Tippy, et al


Here are the ‘baby’ goslings. Da girls!

There’s Tippy on the right with the black bill. She has grown so much, but is still behind her peer that is right behind her. Last night she had a dickens of a time getting out of the pool. Tonight when she saw me coming she got out without too much trouble. They certainly have grown more than the chickens.


The chicks are running amok in the loft right now as Ghost T has taken up residency in the big cage to the back. He’s thrilled with the chicks though and wants out so badly. Unfortunately the chicks aren’t old enough to be terrorized by him.

Then there’s Jack and Jill with their mother, Blackie. The little yellow baby chick makes a good deal of noise. I am not sure why it carries on so much. However, Blackie is busy running to the inside of the cage to defend her chicks. I don’t suppose she appreciates being down near them, I may have to move her to another spot.


They sure are little, but they’ll make up for it soon enough.

The day was quiet enough as the temperature in the barns reached 90 degrees, but tonight will cool off significantly as it drops outside. Some of the fans are turned off for the night because it will go down to around the 50’s. This is the first sign of an incoming fall. When we see the day time temperatures hang around 70’s and 50’s at night then it is a matter of time before the next season encroaches. It is welcome though. This is the time for fall to present itself. One of the best times is when the fans and the furnace is off. It is the time between that is so enjoyable.

Some of the trees out back have yellow leaves on them and are undoubtedly falling. The apple trees near the road and lower pasture are falling. The same trees have some yellowed leaves at the top, too. I suppose since some of the foliage has died back it is inevitable that fall is signalling its arrival. The ewes are responding to the change, too. Their little tails wag back and forth as their cycle has presented itself. The rams are somewhat interested because of their inability to get to the ewes.

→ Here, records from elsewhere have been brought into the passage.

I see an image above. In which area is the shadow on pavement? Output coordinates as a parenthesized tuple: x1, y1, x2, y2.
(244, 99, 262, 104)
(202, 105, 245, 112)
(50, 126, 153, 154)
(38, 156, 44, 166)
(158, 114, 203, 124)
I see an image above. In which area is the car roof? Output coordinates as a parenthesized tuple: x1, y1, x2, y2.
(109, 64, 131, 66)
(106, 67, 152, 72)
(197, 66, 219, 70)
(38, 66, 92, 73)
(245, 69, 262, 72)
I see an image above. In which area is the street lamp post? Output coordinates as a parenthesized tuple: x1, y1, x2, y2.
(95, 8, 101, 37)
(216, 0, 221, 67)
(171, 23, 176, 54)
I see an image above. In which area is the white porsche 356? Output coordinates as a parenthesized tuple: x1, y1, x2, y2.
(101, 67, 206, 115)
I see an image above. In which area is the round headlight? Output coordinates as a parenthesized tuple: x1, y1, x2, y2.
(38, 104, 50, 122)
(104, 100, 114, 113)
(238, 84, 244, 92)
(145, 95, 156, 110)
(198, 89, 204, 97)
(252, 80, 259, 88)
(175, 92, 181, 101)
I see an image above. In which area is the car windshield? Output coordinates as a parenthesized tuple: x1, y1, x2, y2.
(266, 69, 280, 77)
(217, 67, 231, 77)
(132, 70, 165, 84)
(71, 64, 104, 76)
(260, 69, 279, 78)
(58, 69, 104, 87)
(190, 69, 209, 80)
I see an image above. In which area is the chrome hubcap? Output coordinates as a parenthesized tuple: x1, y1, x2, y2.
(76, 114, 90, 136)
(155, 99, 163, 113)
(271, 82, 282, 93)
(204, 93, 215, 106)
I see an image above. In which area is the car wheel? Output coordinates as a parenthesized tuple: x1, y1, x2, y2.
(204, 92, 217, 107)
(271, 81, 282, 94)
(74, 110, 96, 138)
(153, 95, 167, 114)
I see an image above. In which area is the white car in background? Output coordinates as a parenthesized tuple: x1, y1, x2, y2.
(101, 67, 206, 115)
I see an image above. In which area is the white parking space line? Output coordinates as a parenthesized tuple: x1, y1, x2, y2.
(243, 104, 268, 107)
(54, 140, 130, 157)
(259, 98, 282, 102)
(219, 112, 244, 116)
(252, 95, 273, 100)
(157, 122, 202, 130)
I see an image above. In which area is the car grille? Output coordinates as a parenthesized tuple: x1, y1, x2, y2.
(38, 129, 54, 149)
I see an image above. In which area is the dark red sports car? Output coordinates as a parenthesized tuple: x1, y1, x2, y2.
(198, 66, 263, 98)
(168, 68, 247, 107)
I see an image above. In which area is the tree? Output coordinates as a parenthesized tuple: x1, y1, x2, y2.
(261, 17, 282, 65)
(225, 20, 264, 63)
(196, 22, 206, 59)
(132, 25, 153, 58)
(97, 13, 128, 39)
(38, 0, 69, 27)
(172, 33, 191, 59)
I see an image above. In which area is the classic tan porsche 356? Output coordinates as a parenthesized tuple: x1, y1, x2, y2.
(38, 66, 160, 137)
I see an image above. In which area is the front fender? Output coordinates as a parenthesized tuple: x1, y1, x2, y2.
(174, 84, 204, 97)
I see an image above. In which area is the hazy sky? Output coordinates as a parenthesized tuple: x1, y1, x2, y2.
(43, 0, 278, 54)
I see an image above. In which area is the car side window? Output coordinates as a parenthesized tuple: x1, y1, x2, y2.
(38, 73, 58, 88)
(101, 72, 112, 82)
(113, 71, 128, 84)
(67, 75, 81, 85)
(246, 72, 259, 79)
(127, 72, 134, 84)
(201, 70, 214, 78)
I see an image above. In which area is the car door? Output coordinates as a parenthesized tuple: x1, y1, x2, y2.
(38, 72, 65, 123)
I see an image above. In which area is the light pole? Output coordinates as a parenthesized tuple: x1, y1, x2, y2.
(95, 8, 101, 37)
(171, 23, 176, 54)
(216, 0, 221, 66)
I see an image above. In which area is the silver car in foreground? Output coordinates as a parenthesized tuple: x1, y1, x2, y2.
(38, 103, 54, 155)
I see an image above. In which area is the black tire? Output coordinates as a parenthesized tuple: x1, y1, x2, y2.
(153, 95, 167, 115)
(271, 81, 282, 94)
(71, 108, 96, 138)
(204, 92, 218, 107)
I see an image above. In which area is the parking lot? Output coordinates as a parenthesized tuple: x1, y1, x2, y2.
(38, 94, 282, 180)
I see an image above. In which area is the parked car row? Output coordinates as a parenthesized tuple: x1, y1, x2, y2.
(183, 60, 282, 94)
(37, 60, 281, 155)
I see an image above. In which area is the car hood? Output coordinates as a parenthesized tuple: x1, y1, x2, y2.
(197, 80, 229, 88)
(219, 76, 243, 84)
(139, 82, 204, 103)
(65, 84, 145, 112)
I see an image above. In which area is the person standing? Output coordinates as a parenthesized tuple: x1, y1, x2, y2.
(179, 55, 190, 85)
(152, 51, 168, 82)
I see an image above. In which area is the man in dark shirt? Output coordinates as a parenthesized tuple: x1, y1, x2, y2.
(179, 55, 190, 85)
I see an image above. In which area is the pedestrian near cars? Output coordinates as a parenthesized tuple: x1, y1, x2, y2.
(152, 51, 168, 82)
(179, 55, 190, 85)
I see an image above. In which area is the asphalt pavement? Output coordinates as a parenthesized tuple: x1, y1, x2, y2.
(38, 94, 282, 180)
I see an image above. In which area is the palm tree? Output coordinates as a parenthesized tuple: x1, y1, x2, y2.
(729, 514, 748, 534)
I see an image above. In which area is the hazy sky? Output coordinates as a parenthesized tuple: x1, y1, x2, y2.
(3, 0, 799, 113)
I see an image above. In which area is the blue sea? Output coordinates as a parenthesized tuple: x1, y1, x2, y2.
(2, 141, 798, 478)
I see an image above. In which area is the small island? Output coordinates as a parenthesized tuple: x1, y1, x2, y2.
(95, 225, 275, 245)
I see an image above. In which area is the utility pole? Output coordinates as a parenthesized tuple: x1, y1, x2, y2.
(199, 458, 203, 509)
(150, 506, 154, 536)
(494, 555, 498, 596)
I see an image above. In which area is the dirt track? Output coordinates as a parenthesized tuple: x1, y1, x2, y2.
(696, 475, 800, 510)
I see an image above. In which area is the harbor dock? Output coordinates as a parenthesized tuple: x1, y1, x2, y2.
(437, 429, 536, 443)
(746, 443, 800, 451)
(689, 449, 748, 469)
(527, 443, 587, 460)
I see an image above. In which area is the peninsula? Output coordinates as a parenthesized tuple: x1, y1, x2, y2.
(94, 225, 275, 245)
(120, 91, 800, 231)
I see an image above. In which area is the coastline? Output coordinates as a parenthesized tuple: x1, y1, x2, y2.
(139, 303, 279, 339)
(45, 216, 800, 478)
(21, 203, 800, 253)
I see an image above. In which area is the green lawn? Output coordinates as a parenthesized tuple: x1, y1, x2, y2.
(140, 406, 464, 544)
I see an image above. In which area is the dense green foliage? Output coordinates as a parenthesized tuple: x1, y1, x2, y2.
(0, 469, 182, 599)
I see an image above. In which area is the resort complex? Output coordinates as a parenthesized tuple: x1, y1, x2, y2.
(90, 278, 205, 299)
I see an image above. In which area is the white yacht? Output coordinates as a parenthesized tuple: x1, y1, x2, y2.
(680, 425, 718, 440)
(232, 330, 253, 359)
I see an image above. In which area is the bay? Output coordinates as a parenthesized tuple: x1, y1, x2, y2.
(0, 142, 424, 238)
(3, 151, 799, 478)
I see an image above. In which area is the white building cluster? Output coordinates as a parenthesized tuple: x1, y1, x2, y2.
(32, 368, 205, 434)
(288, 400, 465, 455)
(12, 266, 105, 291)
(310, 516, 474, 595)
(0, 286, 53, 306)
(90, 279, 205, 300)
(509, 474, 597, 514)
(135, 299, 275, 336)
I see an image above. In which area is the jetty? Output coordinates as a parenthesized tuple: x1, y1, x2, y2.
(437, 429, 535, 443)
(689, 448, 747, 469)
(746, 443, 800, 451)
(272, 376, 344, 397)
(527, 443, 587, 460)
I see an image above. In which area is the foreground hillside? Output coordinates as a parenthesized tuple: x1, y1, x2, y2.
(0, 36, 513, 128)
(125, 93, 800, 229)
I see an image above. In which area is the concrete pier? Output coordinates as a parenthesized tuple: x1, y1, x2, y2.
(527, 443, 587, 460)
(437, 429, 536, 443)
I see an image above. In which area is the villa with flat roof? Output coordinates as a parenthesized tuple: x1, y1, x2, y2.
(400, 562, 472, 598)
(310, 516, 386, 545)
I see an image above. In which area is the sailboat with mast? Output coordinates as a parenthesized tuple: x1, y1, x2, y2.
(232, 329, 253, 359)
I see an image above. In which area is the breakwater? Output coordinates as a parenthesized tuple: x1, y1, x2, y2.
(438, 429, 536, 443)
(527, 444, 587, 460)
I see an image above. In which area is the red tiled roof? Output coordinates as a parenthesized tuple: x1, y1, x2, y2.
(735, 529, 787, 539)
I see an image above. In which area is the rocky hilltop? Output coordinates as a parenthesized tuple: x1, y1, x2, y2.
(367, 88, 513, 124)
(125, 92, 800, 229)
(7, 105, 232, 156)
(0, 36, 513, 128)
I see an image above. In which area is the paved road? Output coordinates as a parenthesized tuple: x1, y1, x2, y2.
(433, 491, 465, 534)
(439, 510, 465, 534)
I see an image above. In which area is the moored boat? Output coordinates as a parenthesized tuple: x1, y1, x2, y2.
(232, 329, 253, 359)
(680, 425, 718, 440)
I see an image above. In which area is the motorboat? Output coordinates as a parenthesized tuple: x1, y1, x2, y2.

I’ve transplanted the African violets into new pots and of course broke off a couple of leaves that went into their own pots to reproduce. The ivy has its own new pot to grow into during the winter. It hangs off the new shelves I drove into the space in the kitchen window. I’m considering bringing in a couple of the impatiens as well as the coleus for the winter. I’ll have to figure out where to make some space for them, but anything growing inside during the winter is welcome.

I don’t remember who said that it was a good thing to have flowers for the soul. But I do believe it is a good idea to have growing things inside when there is nothing but white blanketing the ground. My friend began a tradition of buying plants when we had a few bumps when we were in college. At the end of college there were few windows that didn’t have something living in them. Whatever our disappointments it was comforting to have a living, growing thing.

Sometimes disappointments are necessary in life. I suppose that without them there would be little to be thankful for in the scheme of things. In addition, it makes me find other avenues to pursue that may be more fruitful. And when in doubt buy a small plant to nourish.


The sun coming into the loft in the morning through the webs.

Or there’s always McMurray’s catalog to peruse….what’s a few more chickens?